What distinguishes ACCESS is its focus on technology-enabled care delivery—a recognition that remote monitoring, digital therapeutics, and virtual care have matured enough to potentially deliver meaningful chronic care support at scale. The model explicitly targets the gap between what technology companies can now deliver and what traditional fee-for-service Medicare will pay for.
Whether ACCESS succeeds will depend on execution details not yet fully specified, on organizational capabilities that vary widely across the healthcare landscape, and on whether outcome-aligned payment actually produces better outcomes at sustainable cost. The model is an experiment, not a solution.

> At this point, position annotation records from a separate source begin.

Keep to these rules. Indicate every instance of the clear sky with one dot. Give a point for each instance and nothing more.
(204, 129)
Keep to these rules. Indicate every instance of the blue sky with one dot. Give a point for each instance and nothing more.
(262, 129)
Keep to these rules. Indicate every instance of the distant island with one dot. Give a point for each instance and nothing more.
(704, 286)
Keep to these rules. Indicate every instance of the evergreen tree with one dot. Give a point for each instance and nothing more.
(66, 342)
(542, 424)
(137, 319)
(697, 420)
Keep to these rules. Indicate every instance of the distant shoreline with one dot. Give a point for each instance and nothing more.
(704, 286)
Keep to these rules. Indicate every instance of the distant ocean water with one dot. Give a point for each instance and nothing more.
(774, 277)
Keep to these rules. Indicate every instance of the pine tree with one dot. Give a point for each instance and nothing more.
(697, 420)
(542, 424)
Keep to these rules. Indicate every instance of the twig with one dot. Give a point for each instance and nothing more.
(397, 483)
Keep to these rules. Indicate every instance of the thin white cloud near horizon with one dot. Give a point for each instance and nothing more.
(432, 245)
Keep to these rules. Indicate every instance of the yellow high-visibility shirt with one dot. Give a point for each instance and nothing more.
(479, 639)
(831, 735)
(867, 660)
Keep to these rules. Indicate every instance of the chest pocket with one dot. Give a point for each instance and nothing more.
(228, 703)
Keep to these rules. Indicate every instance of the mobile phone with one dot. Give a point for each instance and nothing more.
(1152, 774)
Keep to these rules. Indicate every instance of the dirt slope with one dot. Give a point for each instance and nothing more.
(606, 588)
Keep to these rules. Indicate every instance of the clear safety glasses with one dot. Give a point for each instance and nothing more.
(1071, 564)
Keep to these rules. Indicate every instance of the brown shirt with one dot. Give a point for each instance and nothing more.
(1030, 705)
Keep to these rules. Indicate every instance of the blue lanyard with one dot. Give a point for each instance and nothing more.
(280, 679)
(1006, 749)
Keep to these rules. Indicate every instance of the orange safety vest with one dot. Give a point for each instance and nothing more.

The problems ACCESS addresses are real: chronic disease consumes the vast majority of healthcare spending, fee-for-service payment creates incentive misalignments for longitudinal care, and existing programs like CCM have achieved limited uptake despite promising results where implemented.
ACCESS fits within a broader ecosystem of value-based care models. Its primary target is the roughly 40% of Medicare beneficiaries who remain in traditional fee-for-service without an accountable care relationship, a population that has largely been unreachable by existing value-based arrangements. For beneficiaries already aligned to ACOs, ACCESS isn't off-limits: CMS has indicated that ACOs can refer their patients to ACCESS participants, and beginning in 2028, ACCESS expenditures will be incorporated into ACO benchmark calculations. But the model's core bet is on reaching people that existing structures haven't.
What's clear is that the status quo, fragmented, episodic, volume-driven care for conditions that require continuous, coordinated management, hasn't produced the outcomes we need at costs we can sustain. ACCESS is CMS's latest attempt to create different conditions. The next decade will determine whether it works.